I joined Paintings in Hospitals in April 2013, so a long time! My role has evolved since then. First, I was the manager for the Menier Gallery, and then I took on some of the marketing responsibilities from the main charity. Over time that’s grown to involve fundraising from trusts and foundations, as well as events. I’ve also developed the breadth and scale of the Marketing and Communications we’re able to do. I now handle everything from our website, to the graphic design of our print and digital info, and am responsible for our social media. I do all kinds of things!

How would you describe what Paintings in Hospitals does?

It’s tricky because I’ve heard so many people describe the charity in so many different ways over the years. In my own words, we use art to genuinely impact people’s mental health. Everybody has experienced the effect; they just may not realise.

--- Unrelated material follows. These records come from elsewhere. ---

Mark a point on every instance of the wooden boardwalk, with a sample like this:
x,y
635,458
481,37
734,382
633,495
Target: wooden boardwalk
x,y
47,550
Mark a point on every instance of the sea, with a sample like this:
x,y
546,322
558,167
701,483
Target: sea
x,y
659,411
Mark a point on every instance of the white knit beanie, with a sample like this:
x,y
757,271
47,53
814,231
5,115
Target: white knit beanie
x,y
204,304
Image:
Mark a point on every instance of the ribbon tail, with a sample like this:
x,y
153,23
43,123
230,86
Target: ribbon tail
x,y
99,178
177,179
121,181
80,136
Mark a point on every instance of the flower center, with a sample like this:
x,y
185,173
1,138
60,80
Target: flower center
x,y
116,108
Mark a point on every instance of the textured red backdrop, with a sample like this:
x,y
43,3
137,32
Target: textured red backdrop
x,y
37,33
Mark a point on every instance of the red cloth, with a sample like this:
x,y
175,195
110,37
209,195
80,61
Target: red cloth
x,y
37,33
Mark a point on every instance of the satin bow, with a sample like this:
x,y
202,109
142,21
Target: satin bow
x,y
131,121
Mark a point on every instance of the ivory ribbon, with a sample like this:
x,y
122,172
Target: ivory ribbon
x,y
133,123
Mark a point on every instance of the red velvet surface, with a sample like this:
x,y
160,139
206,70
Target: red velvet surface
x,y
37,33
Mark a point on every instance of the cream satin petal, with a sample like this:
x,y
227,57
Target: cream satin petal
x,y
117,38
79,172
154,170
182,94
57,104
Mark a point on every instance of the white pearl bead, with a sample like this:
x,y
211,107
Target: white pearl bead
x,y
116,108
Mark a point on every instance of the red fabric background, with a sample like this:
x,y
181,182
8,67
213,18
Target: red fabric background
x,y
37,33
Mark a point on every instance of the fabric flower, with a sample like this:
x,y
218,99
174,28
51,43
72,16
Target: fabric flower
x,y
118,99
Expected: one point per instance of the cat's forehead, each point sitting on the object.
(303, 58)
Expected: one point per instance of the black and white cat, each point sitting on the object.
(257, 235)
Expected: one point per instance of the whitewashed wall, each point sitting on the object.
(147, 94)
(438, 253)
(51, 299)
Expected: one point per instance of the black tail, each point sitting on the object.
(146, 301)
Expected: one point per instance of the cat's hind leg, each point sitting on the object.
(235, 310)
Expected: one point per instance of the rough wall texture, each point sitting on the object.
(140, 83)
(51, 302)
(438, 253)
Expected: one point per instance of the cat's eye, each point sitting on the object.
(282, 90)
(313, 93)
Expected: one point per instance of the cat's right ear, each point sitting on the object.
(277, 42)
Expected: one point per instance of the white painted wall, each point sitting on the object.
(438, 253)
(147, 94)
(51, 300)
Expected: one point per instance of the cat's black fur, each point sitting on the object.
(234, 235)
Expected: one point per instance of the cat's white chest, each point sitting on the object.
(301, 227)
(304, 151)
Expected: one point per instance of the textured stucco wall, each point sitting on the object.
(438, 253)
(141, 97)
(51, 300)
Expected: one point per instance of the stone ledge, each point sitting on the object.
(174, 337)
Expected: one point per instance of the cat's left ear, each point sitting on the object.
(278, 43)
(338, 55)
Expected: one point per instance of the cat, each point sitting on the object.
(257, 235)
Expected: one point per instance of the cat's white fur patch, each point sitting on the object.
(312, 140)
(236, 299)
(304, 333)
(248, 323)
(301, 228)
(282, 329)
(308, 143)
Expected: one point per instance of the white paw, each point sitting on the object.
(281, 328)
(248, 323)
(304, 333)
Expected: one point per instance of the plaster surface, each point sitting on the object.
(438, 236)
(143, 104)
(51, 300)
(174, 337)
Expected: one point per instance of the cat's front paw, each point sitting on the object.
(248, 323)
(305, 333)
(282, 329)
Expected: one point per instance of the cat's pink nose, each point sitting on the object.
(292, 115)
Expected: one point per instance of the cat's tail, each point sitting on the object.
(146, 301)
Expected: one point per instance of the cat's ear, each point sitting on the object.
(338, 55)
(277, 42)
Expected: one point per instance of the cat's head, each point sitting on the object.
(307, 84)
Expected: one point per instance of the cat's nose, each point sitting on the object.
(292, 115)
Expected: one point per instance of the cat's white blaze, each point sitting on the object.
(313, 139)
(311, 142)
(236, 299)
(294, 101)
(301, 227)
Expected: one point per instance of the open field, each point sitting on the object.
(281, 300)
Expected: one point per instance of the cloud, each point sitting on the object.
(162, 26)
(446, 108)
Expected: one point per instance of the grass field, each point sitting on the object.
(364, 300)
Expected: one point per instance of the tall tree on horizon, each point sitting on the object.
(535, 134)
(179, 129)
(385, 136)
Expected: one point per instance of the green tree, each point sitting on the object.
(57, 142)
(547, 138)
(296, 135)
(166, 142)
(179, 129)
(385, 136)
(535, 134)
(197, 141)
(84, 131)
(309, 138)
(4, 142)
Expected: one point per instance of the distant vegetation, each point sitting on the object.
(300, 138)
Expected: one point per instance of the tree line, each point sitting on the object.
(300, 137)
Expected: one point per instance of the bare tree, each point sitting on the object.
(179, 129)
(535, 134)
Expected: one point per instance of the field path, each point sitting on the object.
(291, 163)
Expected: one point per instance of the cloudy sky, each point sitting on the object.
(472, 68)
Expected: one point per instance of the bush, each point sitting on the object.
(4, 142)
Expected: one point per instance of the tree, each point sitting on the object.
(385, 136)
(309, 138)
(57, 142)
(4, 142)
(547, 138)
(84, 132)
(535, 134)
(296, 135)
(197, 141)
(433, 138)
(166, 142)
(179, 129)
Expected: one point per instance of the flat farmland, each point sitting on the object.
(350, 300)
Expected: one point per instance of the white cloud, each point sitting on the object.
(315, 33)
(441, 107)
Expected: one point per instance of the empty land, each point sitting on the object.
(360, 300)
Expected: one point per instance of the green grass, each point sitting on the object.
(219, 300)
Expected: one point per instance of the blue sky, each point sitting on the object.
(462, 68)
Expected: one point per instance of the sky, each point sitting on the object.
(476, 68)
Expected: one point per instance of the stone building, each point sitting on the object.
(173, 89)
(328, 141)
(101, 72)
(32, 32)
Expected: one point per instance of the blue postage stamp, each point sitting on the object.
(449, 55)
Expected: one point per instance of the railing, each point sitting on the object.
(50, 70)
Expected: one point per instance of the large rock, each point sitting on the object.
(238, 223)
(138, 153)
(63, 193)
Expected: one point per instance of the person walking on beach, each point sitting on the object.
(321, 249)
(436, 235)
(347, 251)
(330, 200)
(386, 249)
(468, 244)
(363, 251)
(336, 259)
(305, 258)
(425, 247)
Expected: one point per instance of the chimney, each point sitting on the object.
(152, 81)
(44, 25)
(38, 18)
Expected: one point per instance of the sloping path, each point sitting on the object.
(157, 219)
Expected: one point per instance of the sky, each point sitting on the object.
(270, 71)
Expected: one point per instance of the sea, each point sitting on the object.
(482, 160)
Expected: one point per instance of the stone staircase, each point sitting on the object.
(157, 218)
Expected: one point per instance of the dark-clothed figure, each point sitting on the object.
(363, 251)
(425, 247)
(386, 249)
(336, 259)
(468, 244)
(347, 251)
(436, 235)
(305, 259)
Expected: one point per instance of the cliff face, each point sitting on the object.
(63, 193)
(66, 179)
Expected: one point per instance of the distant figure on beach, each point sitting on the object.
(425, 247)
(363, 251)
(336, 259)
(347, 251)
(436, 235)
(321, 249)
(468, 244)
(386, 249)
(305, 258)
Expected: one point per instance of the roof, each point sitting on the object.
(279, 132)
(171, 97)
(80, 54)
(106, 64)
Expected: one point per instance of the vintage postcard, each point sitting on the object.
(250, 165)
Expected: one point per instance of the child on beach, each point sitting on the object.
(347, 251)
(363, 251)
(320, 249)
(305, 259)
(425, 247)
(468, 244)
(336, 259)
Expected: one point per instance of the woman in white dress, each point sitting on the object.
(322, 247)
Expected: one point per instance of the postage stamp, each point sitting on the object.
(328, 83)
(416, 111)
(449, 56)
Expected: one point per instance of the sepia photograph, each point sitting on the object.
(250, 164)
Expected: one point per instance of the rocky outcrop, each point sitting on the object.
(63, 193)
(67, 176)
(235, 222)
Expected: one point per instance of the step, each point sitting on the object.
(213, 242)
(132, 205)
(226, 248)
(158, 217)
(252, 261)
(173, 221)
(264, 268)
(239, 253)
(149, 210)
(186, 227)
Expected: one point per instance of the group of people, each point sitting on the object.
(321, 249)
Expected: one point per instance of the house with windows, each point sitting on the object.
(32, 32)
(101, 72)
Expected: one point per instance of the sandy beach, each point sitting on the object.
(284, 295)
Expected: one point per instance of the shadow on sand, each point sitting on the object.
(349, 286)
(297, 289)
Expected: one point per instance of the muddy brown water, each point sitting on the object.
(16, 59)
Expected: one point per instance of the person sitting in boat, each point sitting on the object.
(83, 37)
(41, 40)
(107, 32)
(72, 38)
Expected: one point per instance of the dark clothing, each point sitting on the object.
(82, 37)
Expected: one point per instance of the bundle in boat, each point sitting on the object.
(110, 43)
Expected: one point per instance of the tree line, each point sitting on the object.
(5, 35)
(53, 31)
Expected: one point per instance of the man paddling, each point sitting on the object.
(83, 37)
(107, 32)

It could be a painting that gives you a window into another world, or a TV show that you watch at night to escape your working day. It can be something as small as that and, in the most extreme case, that little window of peace and escape can save someone’s life.

In your opinion, what is the most important thing the charity does? 

The most important thing we do is that we democratise access to and engagement with art.

So many people, myself included, don’t always understand how off-putting places like museums and galleries can be. At Paintings in Hospitals, we don’t limit our work to art-only spaces: our work is in corridors, it’s in GP surgery waiting rooms, it’s where everybody will go whether they’re interested in art or not. The most important thing we do is that we provide art and make it as accessible as possible for people who would never set foot in a gallery because they don’t think those spaces were made for them.

What do you like most about working at Paintings in Hospitals?

Good question! I really enjoy working with our team – we have a fantastic team. When I joined, I was really intimidated because they all worked at such a high level and were so great at what they do. I didn’t know how I was going to keep up! But everyone is unbelievably lovely and supportive. They all genuinely believe in our mission and what we do. I also really enjoy working with residents and patients on the few activities I’ve had the opportunity to attend and take part in, particularly in care homes. Seeing the difference in care home residents from them potentially not doing much all day to them viewing art or picking up a paintbrush, a pencil, or some clay; it’s night and day. You get to hear stories about their lives, places they used to visit, art they used to love. It makes you realise why we do what we do.

Why do you work for Paintings in Hospitals? What is it you think the charity can ultimately achieve as we work together?

There are many reasons! I believe in the power of art to change people’s lives. Paintings in Hospitals specifically has such potential in its reach and scope that it could affect everyone around the country. We estimate two million people encounter our work now. That is incredibly conservative. I believe we reach many, many more people than that. What I believe we can achieve is based around the fact that when we introduce arts into care we stop treating people as just patients with symptoms and we start treating whole human beings who have other interests and influences outside of their illness or condition. That can only be a good thing in my opinion.

If we could one day integrate art completely with our health and social care services, it would be totally transformative to people’s wellbeing.

What is your favourite piece in the collection?

Again, there’s so many and it’s incredibly difficult to choose! Because she’s one of our Artist Patrons and I’m a big fan of hers (and I like grey), it’s by Bridget Riley and it’s called Nineteen Greys A.

Bridget Riley, Nineteen Greys A, 1968. Part of the Paintings in Hospitals collection.